È la grande novità del Mondiale per club, in corso in questi giorni in Marocco: il “filo diretto” tra l’arbitro e il pubblico, col direttore di gara che comunica le decisioni prese col VAR agli spettatori sugli spalti. Il meccanismo è molto semplice: all’arbitro basta premere un pulsante, parlare attraverso il microfono, e la sua voce viene trasmessa dagli altoparlanti dello stadio.
Tanto semplice il meccanismo, quanto complesse le implicazioni e le conseguenze di questa svolta storica. Come interpretare la novità? Quali gli scenari per il futuro dell’arbitraggio? E cosa succederà in Italia, nella nostra Serie A? Abbiamo chiesto un’opinione al nostro Gianpaolo Calvarese.
L’ex arbitro teramano ha vissuto tutti i cambiamenti più recenti nella storia dell’arbitraggio in Italia: dall’introduzione degli auricolari a quella degli addizionali, fino ad arrivare al VAR, nel 2016. “Un arbitro avrebbe dato qualunque cosa per rivedere rivedere alla moviola quello che tutti gli altri, spettatori a casa e allo stadio, vedevano già“. Insomma, un’ingiustizia da colmare, una disparità che non poteva essere risolta altrimenti: in uno stadio ci sono decine di telecamere che consentono di avere altrettante visuali, l’arbitro ha solo la propria più quella dell’assistente e del quarto uomo. Spesso l’errore derivava, nell’epoca pre-VAR, proprio da questo limite oggettivo.

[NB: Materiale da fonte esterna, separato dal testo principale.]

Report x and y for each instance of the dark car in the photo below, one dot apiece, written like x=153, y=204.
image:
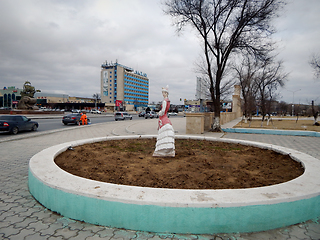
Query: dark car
x=151, y=114
x=17, y=123
x=122, y=116
x=73, y=118
x=142, y=114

“Tutto quello che è tecnologia fa bene al calcio“: il VAR ha trasmesso ancora più credibilità alle decisioni arbitrali e al movimento in generale. Sempre nell’ottica della trasparenza e della credibilità, la diffusione pubblica del contenuto dei dialoghi tra arbitro e VAR sarebbe un’innovazione positiva: gli arbitri non hanno nulla da nascondere, e una tale novità potrebbe mettere da parte molta “dietrologia” di cui non ci siamo ancora liberati.
Ecco che quindi emerge un altro punto fondamentale: la necessità di fare un salto in avanti sul piano culturale che ci renda pronti a questa epocale novità, per evitare strumentalizzazioni sulle parole degli arbitri. Serve quindi un connubio tra tifosi, addetti ai lavori e arbitri, perché tutto possa funzionare al meglio.
Quello che abbiamo visto in Marocco, e cioè l’arbitro che comunica ai tifosi la decisione presa dopo l’On Field Review, è un’apertura storica, un primo passo compiuto verso la diffusione completa dei dialoghi tra direttore di gara e VAR. Ci sono però due aspetti che si possono migliorare, rispetto a quanto accaduto durante Al Ahly-Auckland City. Il primo è quello comunicativo: la divulgazione deve essere prioritaria rispetto all’elemento tecnico, e quindi i termini più specialistici (come DOGSO) dovrebbero essere “tradotti” in una forma più fruibile. Il secondo è più pragmatico: oggi il prodotto circola soprattutto in tv, dove l’audio dello speaker, lo stesso che veicola la voce dell’arbitro, si sente a malapena; servirà dunque settare questo aspetto perché tutti possano sentire distintamente e capire.
E in Italia? La FIGC ha precorso quasi tutti rispetto a ognuna delle innovazioni introdotte negli ultimi anni, compreso il VAR. I nostri arbitri sono fra i migliori al mondo, e gli ex direttori di gara sono diventati designatori a livello nazionale e internazionale. Per questo motivo, Gianluca Rocchi è al lavoro perché la stessa novità vista al Mondiale per club arrivi anche in Serie A: resta solo da capire quando e come questo accadrà.